I've been curious about doing this as well, but Pocket has been good to me and I like that it is supported with ReadKit on my Mac.
Just curious, but what made you decide to make the switch? I feel like I would miss the tags way too much from Pocket though.
Well I switched from Chrome because it's just gotten shittier and Safari's just gotten better-ier. And I really only use Pocket for storing links I want to get off my tab bar but don't want cluttering up my bookmarks. So I figure using the built-in service and keeping it all in one place would be better (for my usage) than using a separate utility.

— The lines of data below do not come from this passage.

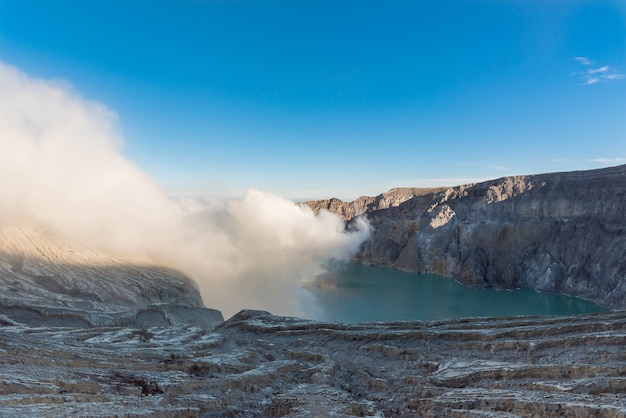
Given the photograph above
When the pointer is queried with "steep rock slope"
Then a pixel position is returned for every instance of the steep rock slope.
(48, 280)
(560, 232)
(350, 210)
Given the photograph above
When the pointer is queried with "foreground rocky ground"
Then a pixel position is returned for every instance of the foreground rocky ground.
(256, 364)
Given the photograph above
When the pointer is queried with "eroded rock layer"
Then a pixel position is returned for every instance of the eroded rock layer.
(561, 232)
(256, 364)
(46, 280)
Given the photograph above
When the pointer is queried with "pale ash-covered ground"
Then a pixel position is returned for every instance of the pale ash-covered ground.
(88, 334)
(256, 364)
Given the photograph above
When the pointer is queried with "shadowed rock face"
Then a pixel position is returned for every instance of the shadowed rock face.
(561, 232)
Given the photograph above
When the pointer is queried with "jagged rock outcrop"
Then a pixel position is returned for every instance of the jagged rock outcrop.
(259, 365)
(560, 232)
(350, 210)
(46, 280)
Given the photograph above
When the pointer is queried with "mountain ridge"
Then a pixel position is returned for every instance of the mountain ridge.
(556, 232)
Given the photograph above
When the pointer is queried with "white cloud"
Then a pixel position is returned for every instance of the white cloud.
(60, 164)
(598, 70)
(590, 76)
(583, 60)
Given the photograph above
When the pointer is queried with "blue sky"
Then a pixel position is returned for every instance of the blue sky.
(321, 98)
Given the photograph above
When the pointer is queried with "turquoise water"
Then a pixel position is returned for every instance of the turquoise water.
(355, 293)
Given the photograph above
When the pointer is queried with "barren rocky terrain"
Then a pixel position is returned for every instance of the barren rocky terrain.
(256, 364)
(89, 334)
(560, 232)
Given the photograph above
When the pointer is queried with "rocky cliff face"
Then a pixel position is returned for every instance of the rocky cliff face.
(46, 280)
(561, 232)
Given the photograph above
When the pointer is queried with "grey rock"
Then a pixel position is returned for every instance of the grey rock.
(257, 364)
(559, 232)
(46, 280)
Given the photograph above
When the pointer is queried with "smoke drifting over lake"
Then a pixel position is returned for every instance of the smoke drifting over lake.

In Pocket I just turned off downloading the link and storing it for later. But Reading List is still infantile and doesn't let you disable it, but even though it takes up a bunch of space (200MB for the 54 links I've migrated so far) it's still nice having it all in one place.

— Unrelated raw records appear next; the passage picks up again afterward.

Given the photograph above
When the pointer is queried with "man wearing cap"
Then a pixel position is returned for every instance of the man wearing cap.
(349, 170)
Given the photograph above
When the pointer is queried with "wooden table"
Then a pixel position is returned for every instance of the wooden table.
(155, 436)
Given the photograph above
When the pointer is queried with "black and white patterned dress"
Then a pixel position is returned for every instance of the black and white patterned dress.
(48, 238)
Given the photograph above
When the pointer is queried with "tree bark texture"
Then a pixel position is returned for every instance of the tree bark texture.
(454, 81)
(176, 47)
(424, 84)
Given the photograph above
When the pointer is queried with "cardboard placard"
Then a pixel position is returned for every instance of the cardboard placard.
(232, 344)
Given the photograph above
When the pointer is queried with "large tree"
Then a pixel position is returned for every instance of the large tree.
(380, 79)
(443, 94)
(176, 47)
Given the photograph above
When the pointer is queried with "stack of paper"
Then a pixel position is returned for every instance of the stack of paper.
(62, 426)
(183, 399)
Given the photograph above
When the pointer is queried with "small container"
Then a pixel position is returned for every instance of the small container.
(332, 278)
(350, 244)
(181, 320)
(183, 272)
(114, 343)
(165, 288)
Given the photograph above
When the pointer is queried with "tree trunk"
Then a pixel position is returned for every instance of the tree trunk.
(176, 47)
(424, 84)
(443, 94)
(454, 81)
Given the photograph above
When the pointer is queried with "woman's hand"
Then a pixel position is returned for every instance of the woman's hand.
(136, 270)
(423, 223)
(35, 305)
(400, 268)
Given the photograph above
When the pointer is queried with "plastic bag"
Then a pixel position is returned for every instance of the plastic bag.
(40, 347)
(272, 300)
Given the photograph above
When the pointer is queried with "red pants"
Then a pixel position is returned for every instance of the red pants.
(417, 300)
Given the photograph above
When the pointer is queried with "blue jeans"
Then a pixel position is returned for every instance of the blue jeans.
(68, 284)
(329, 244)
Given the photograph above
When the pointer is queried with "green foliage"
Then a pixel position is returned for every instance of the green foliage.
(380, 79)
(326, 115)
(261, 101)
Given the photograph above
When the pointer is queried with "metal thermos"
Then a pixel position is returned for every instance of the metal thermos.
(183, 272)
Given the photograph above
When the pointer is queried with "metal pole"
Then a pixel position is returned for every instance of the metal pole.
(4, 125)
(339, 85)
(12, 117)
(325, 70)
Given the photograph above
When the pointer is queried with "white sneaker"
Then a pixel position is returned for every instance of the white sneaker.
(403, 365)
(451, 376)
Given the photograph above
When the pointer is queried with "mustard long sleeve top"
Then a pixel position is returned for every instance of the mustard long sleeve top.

I'm still in a transition period. But since I've already started migrating all my stuff from Pocket, I don't see myself going back to Chrome. Which feels really weird as I've been a fan for 4 years now. But then again, I did switch from Firefox. And before that I was on Safari. Before that a mishmash of early OS X browsers like Omniweb and Mozilla and Internet Explorer 5.
Hopefully Reading List matures. But for now, it does what I need it to. It stores my links. And I'll allow the offline storage as it might come in handy one day. (I just hope Safari can handle the 400-500 links that might end up being kept in the end and the storage doesn't take up so much. I noticed an ArsTechnica article I saved had 6 pages and took up 40MB because it saved all the data from the entire page plus a 17MB Reader version without all the extra ads and stuff. If only I could set it to only save one or the other.)
Chrome is a major hog.
They need to update it to 64-bit and make it more energy efficient.
I waited for them to do this for 4 years now. It ain't ever gonna happen. Now I'm on Safari. Chrome had its chance. It was a fun run, but eh. Cést la vie.
Actually 32-bit programs are a pet peeve with me. On my machine I have 3 32-bit apps left now that I left Chrome. CrashPlan which uses Java, DropBox which is a huge surprise in this day and age and PTHPasteBoard which I've used for 10 years and just the other day finally paid for. And they're all still actively updated. In 2013. And they're still 32-bit. Come on, people! Especially you, DropBox. If Apple ever makes iCloud have an iCloud Folder, DropBox is gone. (I only use it for syncing 1Password, which now has iCloud sync and for transferring .torrent files to my Mac mini Server. So I could drop it in an instant if I need to.)